With news of Indian insurrection dominating the hearts, minds and eyes of almost the entire cricketing world, it is with relief that 99.94 can publish the latest cogitations from our swinging and grinning UK correspondent. This week The Tooting Trumpet muses on cricket’s most frustratingly unique, and at times thrilling paradox, the draw.
Whilst the rest of the cricketing world looks on as the IPL revolutionises one day cricket in real time, in England the focus is on the First Class game, specifically the venerable County Championship. One of the pleasures of the game’s longer format is the space it affords for rumination - and the Trumpet has been ruminating on draws.
First Class cricket has four possible results: the win, the loss, the tie and the draw. The first two results speak for themselves, the third is very rare, but the fourth is the most difficult to explain to those portions of mankind unfamiliar with the game - “Five days play and it’s a draw?” scoffs the cardboard cut-out American wheeled out on such occasions. But does the tobacco-chewing NASCAR fan have a point? The Trumpet is beginning to think so.
However, before we go any further, draws must be split into two categories: Honourable draws and Dishonourable draws.
Honourable draws can occur either as end product of an epic resistance (as at Old Trafford 2005) or as a strategic secured result within a series context (as at The Oval 2005). The Trumpet, like any cricket fan, relishes the honourable draw.
Dishonourable draws are characterised by timidity, lack of imagination and stubbornness, primarily on the part of the captains, but these days coaches must also shoulder some of the blame. Dishonourable draws’ scorecards can look rather dull - no surprise, as they represent a series of missed opportunities for the captains to come together, cut a deal and risk defeat in pursuit of victory. To settle for the draw out of the fear of losing is not an honourable act for the leader of combatants.
Here are a couple of examples from the current round of matches to illustrate my point.

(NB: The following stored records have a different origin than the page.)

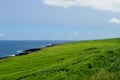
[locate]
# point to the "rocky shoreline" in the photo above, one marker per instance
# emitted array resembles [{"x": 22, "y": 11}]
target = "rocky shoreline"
[{"x": 28, "y": 51}]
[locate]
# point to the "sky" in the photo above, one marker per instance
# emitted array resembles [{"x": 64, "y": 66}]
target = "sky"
[{"x": 59, "y": 19}]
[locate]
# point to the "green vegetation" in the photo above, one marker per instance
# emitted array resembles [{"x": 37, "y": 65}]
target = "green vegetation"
[{"x": 85, "y": 60}]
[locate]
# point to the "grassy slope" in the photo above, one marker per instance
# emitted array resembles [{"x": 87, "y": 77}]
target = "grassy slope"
[{"x": 88, "y": 60}]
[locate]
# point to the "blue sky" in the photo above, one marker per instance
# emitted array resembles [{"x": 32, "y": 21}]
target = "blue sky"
[{"x": 40, "y": 20}]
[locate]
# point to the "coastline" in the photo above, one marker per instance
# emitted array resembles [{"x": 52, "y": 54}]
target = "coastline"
[{"x": 28, "y": 51}]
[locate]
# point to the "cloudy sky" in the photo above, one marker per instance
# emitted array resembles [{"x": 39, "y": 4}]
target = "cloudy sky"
[{"x": 59, "y": 19}]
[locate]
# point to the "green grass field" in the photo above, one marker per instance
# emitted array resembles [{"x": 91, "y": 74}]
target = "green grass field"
[{"x": 84, "y": 60}]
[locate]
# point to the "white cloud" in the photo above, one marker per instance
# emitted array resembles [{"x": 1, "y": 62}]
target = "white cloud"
[
  {"x": 2, "y": 35},
  {"x": 114, "y": 21},
  {"x": 77, "y": 34},
  {"x": 106, "y": 5}
]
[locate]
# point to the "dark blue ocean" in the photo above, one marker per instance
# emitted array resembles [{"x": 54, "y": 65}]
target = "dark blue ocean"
[{"x": 14, "y": 47}]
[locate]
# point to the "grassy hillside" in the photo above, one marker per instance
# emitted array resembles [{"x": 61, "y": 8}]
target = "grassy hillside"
[{"x": 86, "y": 60}]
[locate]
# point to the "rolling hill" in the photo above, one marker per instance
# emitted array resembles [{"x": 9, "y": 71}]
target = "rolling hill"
[{"x": 80, "y": 60}]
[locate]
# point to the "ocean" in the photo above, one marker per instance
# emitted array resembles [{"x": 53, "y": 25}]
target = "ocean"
[{"x": 8, "y": 48}]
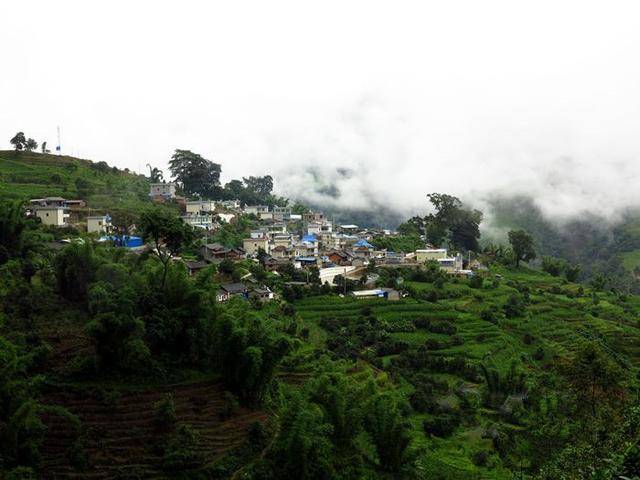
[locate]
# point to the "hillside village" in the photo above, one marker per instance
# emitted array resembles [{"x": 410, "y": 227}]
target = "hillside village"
[
  {"x": 281, "y": 240},
  {"x": 458, "y": 350}
]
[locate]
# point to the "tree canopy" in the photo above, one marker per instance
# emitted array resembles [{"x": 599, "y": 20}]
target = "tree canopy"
[{"x": 195, "y": 174}]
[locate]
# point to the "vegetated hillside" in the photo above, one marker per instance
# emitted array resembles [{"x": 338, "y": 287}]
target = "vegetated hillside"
[
  {"x": 484, "y": 368},
  {"x": 25, "y": 175},
  {"x": 601, "y": 246}
]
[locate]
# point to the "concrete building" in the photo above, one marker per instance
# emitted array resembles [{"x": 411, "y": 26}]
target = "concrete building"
[
  {"x": 197, "y": 220},
  {"x": 55, "y": 216},
  {"x": 252, "y": 245},
  {"x": 255, "y": 209},
  {"x": 199, "y": 206},
  {"x": 430, "y": 254},
  {"x": 162, "y": 191},
  {"x": 99, "y": 224}
]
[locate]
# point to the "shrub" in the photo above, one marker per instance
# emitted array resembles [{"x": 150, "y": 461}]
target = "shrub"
[
  {"x": 480, "y": 458},
  {"x": 165, "y": 412},
  {"x": 515, "y": 306},
  {"x": 490, "y": 315},
  {"x": 230, "y": 406},
  {"x": 476, "y": 281},
  {"x": 181, "y": 452},
  {"x": 553, "y": 266},
  {"x": 441, "y": 425},
  {"x": 538, "y": 354}
]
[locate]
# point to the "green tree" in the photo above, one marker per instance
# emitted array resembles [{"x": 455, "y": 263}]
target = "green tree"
[
  {"x": 195, "y": 174},
  {"x": 155, "y": 174},
  {"x": 389, "y": 432},
  {"x": 250, "y": 350},
  {"x": 597, "y": 383},
  {"x": 168, "y": 234},
  {"x": 262, "y": 186},
  {"x": 117, "y": 332},
  {"x": 13, "y": 225},
  {"x": 451, "y": 222},
  {"x": 30, "y": 145},
  {"x": 18, "y": 141},
  {"x": 75, "y": 268},
  {"x": 522, "y": 244},
  {"x": 303, "y": 450}
]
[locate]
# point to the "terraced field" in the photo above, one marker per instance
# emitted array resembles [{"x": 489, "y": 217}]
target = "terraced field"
[
  {"x": 121, "y": 437},
  {"x": 558, "y": 319}
]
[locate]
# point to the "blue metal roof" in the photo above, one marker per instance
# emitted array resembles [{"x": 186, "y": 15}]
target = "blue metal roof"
[
  {"x": 362, "y": 243},
  {"x": 309, "y": 238}
]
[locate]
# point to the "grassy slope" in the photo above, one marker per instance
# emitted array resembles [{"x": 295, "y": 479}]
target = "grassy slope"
[
  {"x": 27, "y": 175},
  {"x": 558, "y": 323}
]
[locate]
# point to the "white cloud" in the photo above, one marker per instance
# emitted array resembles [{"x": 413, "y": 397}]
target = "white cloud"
[{"x": 413, "y": 97}]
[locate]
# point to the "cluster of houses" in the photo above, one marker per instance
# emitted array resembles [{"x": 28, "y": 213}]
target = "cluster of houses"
[
  {"x": 281, "y": 240},
  {"x": 58, "y": 211}
]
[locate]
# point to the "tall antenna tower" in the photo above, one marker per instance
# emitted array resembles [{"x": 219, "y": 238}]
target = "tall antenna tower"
[{"x": 58, "y": 146}]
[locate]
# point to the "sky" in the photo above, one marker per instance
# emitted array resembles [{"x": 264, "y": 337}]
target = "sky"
[{"x": 383, "y": 102}]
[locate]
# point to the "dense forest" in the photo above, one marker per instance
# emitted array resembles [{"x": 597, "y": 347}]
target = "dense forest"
[{"x": 117, "y": 364}]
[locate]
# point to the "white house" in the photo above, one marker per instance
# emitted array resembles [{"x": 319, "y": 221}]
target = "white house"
[
  {"x": 319, "y": 227},
  {"x": 255, "y": 209},
  {"x": 281, "y": 213},
  {"x": 99, "y": 224},
  {"x": 259, "y": 234},
  {"x": 229, "y": 204},
  {"x": 252, "y": 245},
  {"x": 199, "y": 206},
  {"x": 200, "y": 221},
  {"x": 164, "y": 190},
  {"x": 56, "y": 216},
  {"x": 430, "y": 254}
]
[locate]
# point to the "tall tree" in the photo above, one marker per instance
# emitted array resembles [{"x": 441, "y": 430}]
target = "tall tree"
[
  {"x": 262, "y": 186},
  {"x": 522, "y": 244},
  {"x": 155, "y": 174},
  {"x": 31, "y": 145},
  {"x": 12, "y": 227},
  {"x": 195, "y": 174},
  {"x": 168, "y": 234},
  {"x": 451, "y": 222},
  {"x": 19, "y": 141}
]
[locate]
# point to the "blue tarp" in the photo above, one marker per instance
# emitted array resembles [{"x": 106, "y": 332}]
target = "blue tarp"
[
  {"x": 128, "y": 241},
  {"x": 362, "y": 243},
  {"x": 309, "y": 238}
]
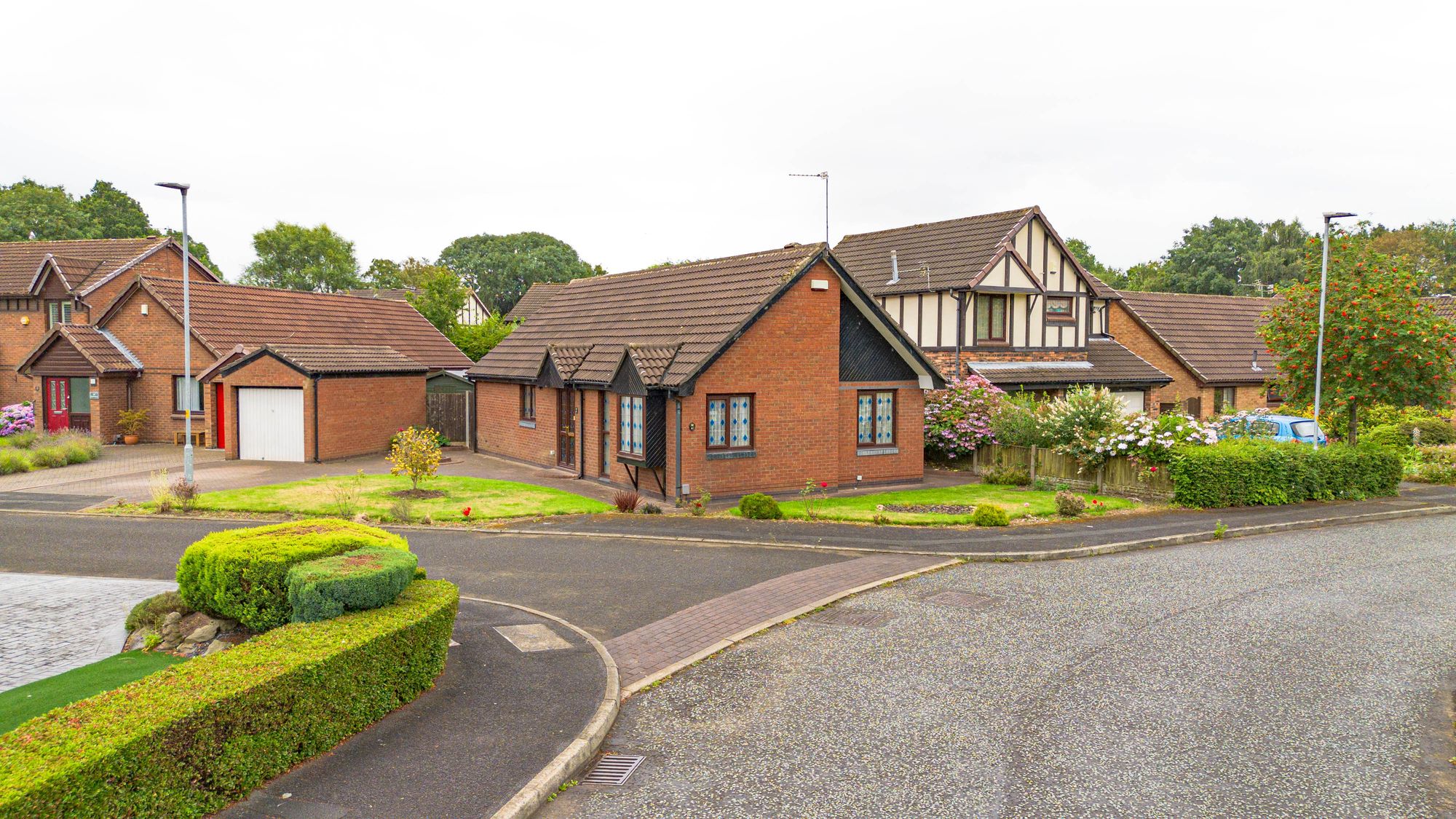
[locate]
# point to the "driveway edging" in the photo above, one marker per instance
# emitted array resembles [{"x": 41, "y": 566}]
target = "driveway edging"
[
  {"x": 663, "y": 673},
  {"x": 550, "y": 778}
]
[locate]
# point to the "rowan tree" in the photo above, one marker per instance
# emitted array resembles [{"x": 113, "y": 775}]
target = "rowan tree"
[{"x": 1382, "y": 343}]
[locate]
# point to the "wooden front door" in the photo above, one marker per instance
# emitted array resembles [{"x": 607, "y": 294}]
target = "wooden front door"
[
  {"x": 566, "y": 427},
  {"x": 58, "y": 404}
]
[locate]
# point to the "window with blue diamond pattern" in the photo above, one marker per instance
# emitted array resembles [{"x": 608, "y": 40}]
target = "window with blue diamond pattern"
[
  {"x": 876, "y": 419},
  {"x": 730, "y": 422}
]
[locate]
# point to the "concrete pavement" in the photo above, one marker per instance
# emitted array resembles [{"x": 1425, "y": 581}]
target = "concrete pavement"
[{"x": 1297, "y": 675}]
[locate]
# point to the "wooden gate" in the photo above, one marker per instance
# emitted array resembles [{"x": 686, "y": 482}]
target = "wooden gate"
[{"x": 446, "y": 413}]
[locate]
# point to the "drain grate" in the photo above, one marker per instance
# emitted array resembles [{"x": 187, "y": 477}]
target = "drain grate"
[
  {"x": 863, "y": 618},
  {"x": 963, "y": 599},
  {"x": 612, "y": 769}
]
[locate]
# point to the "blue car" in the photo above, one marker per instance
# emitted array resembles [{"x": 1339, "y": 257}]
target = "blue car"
[{"x": 1282, "y": 427}]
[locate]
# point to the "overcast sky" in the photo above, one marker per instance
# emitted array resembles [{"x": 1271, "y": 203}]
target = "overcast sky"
[{"x": 669, "y": 132}]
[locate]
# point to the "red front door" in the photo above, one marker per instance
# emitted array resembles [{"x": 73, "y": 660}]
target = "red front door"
[
  {"x": 58, "y": 404},
  {"x": 222, "y": 417}
]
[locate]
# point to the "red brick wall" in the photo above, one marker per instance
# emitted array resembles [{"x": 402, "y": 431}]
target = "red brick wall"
[{"x": 360, "y": 416}]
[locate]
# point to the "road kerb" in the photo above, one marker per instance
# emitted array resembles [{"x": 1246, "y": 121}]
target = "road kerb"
[{"x": 589, "y": 739}]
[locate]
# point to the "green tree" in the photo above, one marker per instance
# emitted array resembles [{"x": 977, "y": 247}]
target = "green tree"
[
  {"x": 500, "y": 269},
  {"x": 304, "y": 258},
  {"x": 114, "y": 215},
  {"x": 30, "y": 210},
  {"x": 475, "y": 340},
  {"x": 1382, "y": 343}
]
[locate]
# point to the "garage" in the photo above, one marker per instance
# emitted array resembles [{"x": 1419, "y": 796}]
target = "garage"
[{"x": 270, "y": 423}]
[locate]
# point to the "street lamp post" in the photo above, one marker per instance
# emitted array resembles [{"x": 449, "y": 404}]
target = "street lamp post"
[
  {"x": 187, "y": 337},
  {"x": 1320, "y": 343}
]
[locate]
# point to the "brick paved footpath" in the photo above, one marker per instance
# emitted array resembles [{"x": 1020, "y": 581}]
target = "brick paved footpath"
[
  {"x": 644, "y": 653},
  {"x": 50, "y": 624}
]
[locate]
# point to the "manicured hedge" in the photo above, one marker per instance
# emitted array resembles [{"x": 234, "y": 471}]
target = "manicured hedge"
[
  {"x": 197, "y": 736},
  {"x": 244, "y": 573},
  {"x": 352, "y": 582},
  {"x": 1247, "y": 472}
]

Firstly, Sussex’s draw with Surrey. After a day lost to rain, Sussex compiled 475 having batted about half of the available overs - clearly the strategy was to go for the innings win. By the start of the final day, Surrey trailed by 311 with 8 first innings wickets in hand. This is the point at which the captains should have hammered out a deal. Two declarations there would have set a final day target of 312 which sounds fine to me. If that’s too generous, four overs of long hops would have set a target of 350 in 90 overs. Whatever the agreement, a positive result is in play once the deal is struck. What we got was Surrey’s plod towards the follow-on target and net practice after that. A Dishonourable draw contrived by two of English cricket’s most experienced captains, Chris Adams and Mark Butcher. Such net practice is never described as joke batting, but the mere hint of setting up a declaration invokes the tired cliché “joke bowling”.
Secondly, Glamorgan’s shock win over Gloucestershire. Rain played a part in this match with four sessions washed out on the first two days. Gloucestershire’s Jon Lewis wasn’t prepared to let that get in the way of a result and declared his team’s first innings 136 runs behind in order to set up a last day chase of 315 in 80 overs. His team fell short by 114 runs, but that isn’t my point - his team had a chance of winning for most of the day and lost, not because of the declaration, but because of the all too familiar English disease of “six out all out”. Lewis’ team were defeated but it should have been an Honourable draw.
I will be amazed if there is so much as a whisper of criticism of Adams and Butcher when the journalists write up the match, but Lewis faced the full wrath of cricket’s conservative press. The BBC preferred the innuendo of “…Jon Lewis reflecting on a generous third-day declaration.” The Times favours “…Jon Lewis, the Gloucestershire captain, looked to be getting away with his gamble to declare on Thursday”. The regional press were more direct, “But it proved to be a foolhardy decision which the home skipper eventually regretted.”
I leave the last word to Gloucestershire’s century-maker in defeat, ICL outlaw Hamish Marshall. “”We’d probably do the same again,” claimed the New Zealander. “We knew it was always going to be difficult to chase that many runs on a pitch which was doing a bit, but we felt we had to give it a go. The only way to get out of the second division is to win games, and we’re committed to playing positive cricket.””. If Jon Lewis stays true to his batsman’s promise, The Trumpet will cheer on his team every step of the way.